1.Mac OS X: Time Machine

If you’re on a Mac, then you already have a great backup tool at your fingertips called Time Machine. In fact, there’s probably an icon for it that’s been waiting at the top of your menu bar. Simply take an external drive (see above), plug it into your computer, and open up Time Machine to configure it as a backup drive. Time Machine will more or less handle the rest, backing up individual files, folders, and apps. And if you get a new machine or need to reset your computer completely, OS X will prompt you to provide a Time Machine backup to restore from. Just make sure to be good about plugging in your drive regularly to actually do the backups; a backup that’s three years old is better than nothing, but the more often you back up, the better covered you’ll be in case of an emergency.

2.Windows 10: File History / Backup and Restore

Microsoft has added integrated backups to Windows 10, and it works pretty much the same way as on a Mac. Plug in your external drive, and navigate over to File History. (You can either search for this in the Start menu, or find it in the Settings app in the “Backups” portion.) There, you’ll be able to select specific folders to back up, and how often you’d like Windows to back things up. Just like on a Mac, though, you’ll need to actually plug in your drive for your files to actually get backed up.

Cloud Storage

Local backups are good, but much like your actual hard drive, they’re also prone to getting lost, damaged, or stolen. So it’s probably worth investing in some cloud storage options as a backup backup, just in case.

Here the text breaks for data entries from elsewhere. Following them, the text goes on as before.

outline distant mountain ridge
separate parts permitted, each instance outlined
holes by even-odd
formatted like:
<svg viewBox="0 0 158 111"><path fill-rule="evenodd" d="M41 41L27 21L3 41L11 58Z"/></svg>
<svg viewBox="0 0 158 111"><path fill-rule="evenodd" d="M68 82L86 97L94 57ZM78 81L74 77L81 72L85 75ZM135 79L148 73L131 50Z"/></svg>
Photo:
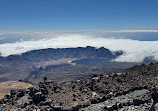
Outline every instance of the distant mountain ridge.
<svg viewBox="0 0 158 111"><path fill-rule="evenodd" d="M77 48L48 48L40 50L32 50L20 55L10 55L8 57L1 57L0 61L27 61L39 62L48 61L52 59L62 58L108 58L114 59L123 54L123 51L111 52L110 50L101 47L95 48L91 46L77 47Z"/></svg>

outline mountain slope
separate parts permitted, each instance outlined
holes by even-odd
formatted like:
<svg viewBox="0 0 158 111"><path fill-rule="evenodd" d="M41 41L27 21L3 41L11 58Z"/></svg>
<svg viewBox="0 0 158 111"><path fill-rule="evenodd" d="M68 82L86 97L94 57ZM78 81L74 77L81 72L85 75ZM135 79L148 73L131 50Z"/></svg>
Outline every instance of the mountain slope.
<svg viewBox="0 0 158 111"><path fill-rule="evenodd" d="M13 110L154 111L158 102L158 63L134 66L120 73L93 76L70 83L47 81L7 95L0 108ZM21 103L21 101L23 101ZM6 104L7 103L7 104ZM11 103L14 103L12 105ZM83 109L81 109L83 108ZM131 109L132 108L132 109Z"/></svg>

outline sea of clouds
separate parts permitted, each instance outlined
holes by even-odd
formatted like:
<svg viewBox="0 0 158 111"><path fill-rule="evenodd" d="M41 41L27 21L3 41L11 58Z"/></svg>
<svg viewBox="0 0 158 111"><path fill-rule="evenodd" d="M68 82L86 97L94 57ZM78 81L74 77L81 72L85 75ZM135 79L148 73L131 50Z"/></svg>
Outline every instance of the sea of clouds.
<svg viewBox="0 0 158 111"><path fill-rule="evenodd" d="M120 34L120 36L109 36L109 33ZM140 36L140 33L154 33L154 40L151 41L150 36L146 38L149 41L124 36L129 34ZM154 60L158 61L158 36L155 35L158 35L157 30L1 32L0 52L1 56L8 56L45 48L94 46L96 48L105 47L111 51L124 51L123 55L114 60L117 62L142 62L146 57L153 57ZM136 38L136 36L133 37Z"/></svg>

For individual files — like, say, an important copy of a presentation, or your big lab report that’s due next week — the simplest way to back up to the cloud is with providers like Google Drive, Dropbox, OneDrive, or iCloud. All of them allow you to install an app that scans a local folder and keeps everything in it uploaded to the cloud. That way, even if your whole computer gets hosed, you’ll still be able to log in and access it from anywhere.